Reconstruir o centro para salvar a Europa
Num tempo em que os extremos se tornam cada vez mais audíveis, influentes e ocupam os lugares nos parlamentos e nos governos, a reconstrução do centro político na Europa impõe-se como um dos desafios civilizacionais do nosso tempo. A fragmentação dos eleitorados, o desgaste dos partidos tradicionais e a ascensão de forças populistas, nacionalistas ou anti-sistema têm enfraquecido o espaço da moderação que, em tempos, foi capaz de gerar consensos, assegurar governabilidade e renovar a confiança das pessoas na política.
Durante décadas, o centro político europeu, que unia democratas-cristãos, sociais-democratas e liberais, sustentou um modelo de desenvolvimento que assentava na abertura económica, no Estado social, na democracia representativa, no multilateralismo, na integração europeia e onde o acordo sobre o essencial convivia com a existência de alternativas. Mas as crises sucessivas, da dívida à pandemia, das migrações às alterações climáticas, passando pelas guerras um pouco por todo o lado e mais recentemente na Ucrânia e pela violência sem regras no Médio Oriente, tornaram visíveis as limitações dos processos de colaboração entre as forças moderadas.
Por outro lado, as nossas democracias parecem ter perdido o contacto com o quotidiano das pessoas que mais apoio precisam, particularmente nas zonas rurais e de baixa densidade, nas regiões industrialmente desvalorizadas e nas periferias urbanas. Os “derrotados da globalização” não são um grupo homogéneo, mas partilham uma aflição comum: viram os seus empregos desaparecer, os serviços públicos degradarem-se e as suas comunidades enfraquecerem. Sentem que o progresso lhes passou ao lado e que as instituições deixaram de os representar.
É neste esquecimento que prosperaram os discursos simplistas que oferecem culpados em vez de soluções e ruído em vez de diálogo, apoiados na manipulação de factos, na disseminação de mentiras e na sua propagação vertiginosa. Sem informação fidedigna, a escolha democrática torna-se uma ilusão; sem verdade a moderação é desarmada; sem confiança a democracia adoece.
Reconstruir o centro não é um exercício de nostalgia. É um esforço urgente de reinvenção política, com base em quatro pilares: reforçar a democracia, garantir a eficácia das políticas públicas, reforçar o papel da sociedade civil e promover uma nova aliança estratégica entre o Estado e o mercado.
Reforçar a democracia significa devolver sentido à representação política e à existência de alternativas moderadas, mas também aprofundar a participação cívica e a transparência. A confiança não se impõe, conquista-se. E conquista-se quando as pessoas sentem que a sua voz é ouvida, que as decisões são justificadas, que os resultados são visíveis e as suas preocupações resolvidas.

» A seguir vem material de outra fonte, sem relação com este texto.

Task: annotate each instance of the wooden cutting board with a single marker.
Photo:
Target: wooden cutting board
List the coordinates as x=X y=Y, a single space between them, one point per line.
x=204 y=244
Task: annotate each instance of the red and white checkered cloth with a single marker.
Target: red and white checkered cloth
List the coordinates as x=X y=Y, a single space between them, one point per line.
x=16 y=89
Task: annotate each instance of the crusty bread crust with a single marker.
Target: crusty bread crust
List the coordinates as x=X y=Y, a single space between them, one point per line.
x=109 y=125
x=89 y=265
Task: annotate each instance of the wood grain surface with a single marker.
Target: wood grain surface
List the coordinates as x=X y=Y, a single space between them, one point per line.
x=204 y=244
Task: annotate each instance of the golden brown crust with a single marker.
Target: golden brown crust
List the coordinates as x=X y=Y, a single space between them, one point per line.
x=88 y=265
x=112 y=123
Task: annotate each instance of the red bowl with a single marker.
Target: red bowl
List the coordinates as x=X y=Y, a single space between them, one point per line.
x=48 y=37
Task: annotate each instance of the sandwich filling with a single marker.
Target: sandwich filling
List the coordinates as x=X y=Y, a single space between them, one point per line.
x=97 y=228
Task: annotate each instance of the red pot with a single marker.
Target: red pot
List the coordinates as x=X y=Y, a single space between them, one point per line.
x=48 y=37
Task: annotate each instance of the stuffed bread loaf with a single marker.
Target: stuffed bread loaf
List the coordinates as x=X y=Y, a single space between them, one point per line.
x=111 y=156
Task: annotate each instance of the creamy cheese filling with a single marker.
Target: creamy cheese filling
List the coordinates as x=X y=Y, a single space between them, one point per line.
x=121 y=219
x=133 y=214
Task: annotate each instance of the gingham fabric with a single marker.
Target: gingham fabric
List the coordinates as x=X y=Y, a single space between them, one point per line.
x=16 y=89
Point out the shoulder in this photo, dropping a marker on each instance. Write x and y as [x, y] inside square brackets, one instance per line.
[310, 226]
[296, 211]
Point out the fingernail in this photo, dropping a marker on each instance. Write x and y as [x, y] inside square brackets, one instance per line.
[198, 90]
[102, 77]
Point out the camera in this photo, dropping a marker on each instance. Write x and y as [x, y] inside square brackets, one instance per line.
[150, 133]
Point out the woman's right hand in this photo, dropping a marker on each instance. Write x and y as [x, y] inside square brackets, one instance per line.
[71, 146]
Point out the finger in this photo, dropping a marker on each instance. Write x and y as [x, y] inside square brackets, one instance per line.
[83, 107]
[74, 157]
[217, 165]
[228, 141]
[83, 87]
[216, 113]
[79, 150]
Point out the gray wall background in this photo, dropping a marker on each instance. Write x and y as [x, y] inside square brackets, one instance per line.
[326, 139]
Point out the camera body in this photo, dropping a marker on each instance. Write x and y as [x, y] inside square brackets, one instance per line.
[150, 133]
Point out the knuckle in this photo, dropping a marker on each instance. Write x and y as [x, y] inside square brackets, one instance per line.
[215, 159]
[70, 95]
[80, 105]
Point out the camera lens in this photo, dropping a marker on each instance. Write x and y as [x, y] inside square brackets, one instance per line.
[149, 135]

Garantir a eficácia das políticas públicas é um desafio central. A democracia esvazia-se quando não consegue entregar resultados. Habitação acessível, transportes de qualidade, saúde eficiente, educação inclusiva e eficaz ou políticas ambientais ambiciosas exigem um Estado com visão, capacidade técnica e meios adequados. A boa governação é simultaneamente um requisito democrático e uma resposta social. Não basta gerir: é preciso transformar com justiça e com a noção de que quem menos tem é quem mais precisa.
A democracia não se esgota nas instituições públicas. Antes estará tanto mais viva e será mais resiliente se promover o florescimento das organizações da sociedade civil, onde as pessoas se organizam para atingirem os seus objetivos partilhados e reforçarem os seus direitos. Uma democracia não estará completa se as pessoas não a sentirem como sua.
Por fim, é essencial romper com a ideia de antagonismo estrutural entre Estado e mercado. As grandes transições digital, ecológica, energética ou demográfica não se farão sem um novo modelo de cooperação público-privada. O mercado traz inovação, agilidade e investimento, e o Estado assegura enquadramento, regulação e justiça redestributiva. A combinação inteligente destes dois motores é a única forma de alcançar o desenvolvimento económica e ambientalmente sustentáveis e a inclusão social duradoura.
O novo centro político europeu tem de ser mais do que um espaço intermédio entre os extremos. Tem de ser o espaço onde a ambição se encontra com a responsabilidade, onde a eficiência se alia à justiça, onde o futuro se constrói com todos. Num continente que conhece bem mas parece ter-se esquecido dos riscos do extremismo e dos custos da divisão, reconstruir o centro é reconstruir a própria promessa europeia: uma sociedade de liberdade, dignidade e progresso partilhados.